The biggest hurdle I had was finding a GPIO library that worked for my use case, and worked inside the existing barnard codebase. My initial digging with go-rpio was a huge headache of crashes that shouldnt happen. So I decided to go the sysfs route and settled on a slight modification to Brian Armstrong's go GPIO library. After getting this working I realized I still had to enable the internal pullup on the button pin, so I went back to using go-rpio for just that.
I managed to fix the bug that stopped audio from sending when you press the button the second time. talkiepi is now fully functional! I will be working on some cleanup and housekeeping stuff (such as config files) next.
Try it yourself!
You can play with it on your pi and see how it goes, I do recommend using the latest raspbian image though.
First install the required raspbian packages apt-get install golang libopenal-dev libopus-dev
. Once installed setup your GOPATH
. I recommend creating a directory in your home called gocode
, then export GOPATH=$HOME/gocode
. You can add that to your .profile to persist it for future logins etc.

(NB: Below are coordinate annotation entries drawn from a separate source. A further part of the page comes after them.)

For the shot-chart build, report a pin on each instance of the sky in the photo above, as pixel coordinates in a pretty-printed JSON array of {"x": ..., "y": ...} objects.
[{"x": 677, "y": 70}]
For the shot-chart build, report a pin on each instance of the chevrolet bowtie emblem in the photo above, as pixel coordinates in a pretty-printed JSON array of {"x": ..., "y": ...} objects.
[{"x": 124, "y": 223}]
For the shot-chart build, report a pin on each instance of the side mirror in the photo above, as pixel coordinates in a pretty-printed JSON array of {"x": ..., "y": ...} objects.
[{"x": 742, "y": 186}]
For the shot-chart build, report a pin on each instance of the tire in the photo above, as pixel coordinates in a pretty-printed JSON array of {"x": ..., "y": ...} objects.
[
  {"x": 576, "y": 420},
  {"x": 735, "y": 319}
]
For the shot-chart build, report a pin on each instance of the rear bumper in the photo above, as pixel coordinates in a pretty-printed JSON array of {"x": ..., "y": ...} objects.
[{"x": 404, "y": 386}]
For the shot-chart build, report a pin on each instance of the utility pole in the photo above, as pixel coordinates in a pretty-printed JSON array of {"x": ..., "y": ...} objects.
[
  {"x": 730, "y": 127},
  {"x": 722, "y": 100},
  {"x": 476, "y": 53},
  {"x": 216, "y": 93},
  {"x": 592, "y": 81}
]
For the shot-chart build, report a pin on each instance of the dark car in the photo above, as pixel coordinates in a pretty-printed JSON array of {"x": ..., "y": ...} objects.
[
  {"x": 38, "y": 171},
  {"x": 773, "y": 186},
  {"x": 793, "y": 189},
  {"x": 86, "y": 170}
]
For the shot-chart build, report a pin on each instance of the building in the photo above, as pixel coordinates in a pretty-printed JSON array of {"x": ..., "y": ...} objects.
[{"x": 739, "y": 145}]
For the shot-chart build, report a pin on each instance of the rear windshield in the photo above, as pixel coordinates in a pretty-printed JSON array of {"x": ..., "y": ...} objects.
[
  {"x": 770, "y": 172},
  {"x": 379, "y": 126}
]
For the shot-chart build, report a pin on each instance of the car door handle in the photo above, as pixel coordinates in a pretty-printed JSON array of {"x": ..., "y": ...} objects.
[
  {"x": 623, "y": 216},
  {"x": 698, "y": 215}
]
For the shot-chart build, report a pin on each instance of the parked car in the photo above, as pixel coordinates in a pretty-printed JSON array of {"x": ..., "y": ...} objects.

Change to your new directory cd $GOPATH
and then run the following:
go get github.com/layeh/gopus
go get github.com/dchote/talkiepi
Now you can jump in to the code and run it:
cd $GOPATH/src/github.com/dchote/talkiepi
go run cmd/talkiepi/main.go -server %YOUR_MUMBLE_SERVER_IP% -username %USERNAME_FOR_MUMBLE%
If you want to use a USB speakerphone device like I am, plug it in and run aplay -l
to determine the device number, and then edit your alsa config /usr/share/alsa/alsa.conf
changing the defaults to use the index of your USB device (typically 1).
defaults.ctl.card 1
defaults.pcm.card 1
Whats Next
I will work on getting this stable in my free time. In short order here are the next set of features I will be adding:
- Join a specified channel
- Config file for all settings
- Systemd script to start on boot
I will also work on modeling an enclosure for everything to go in!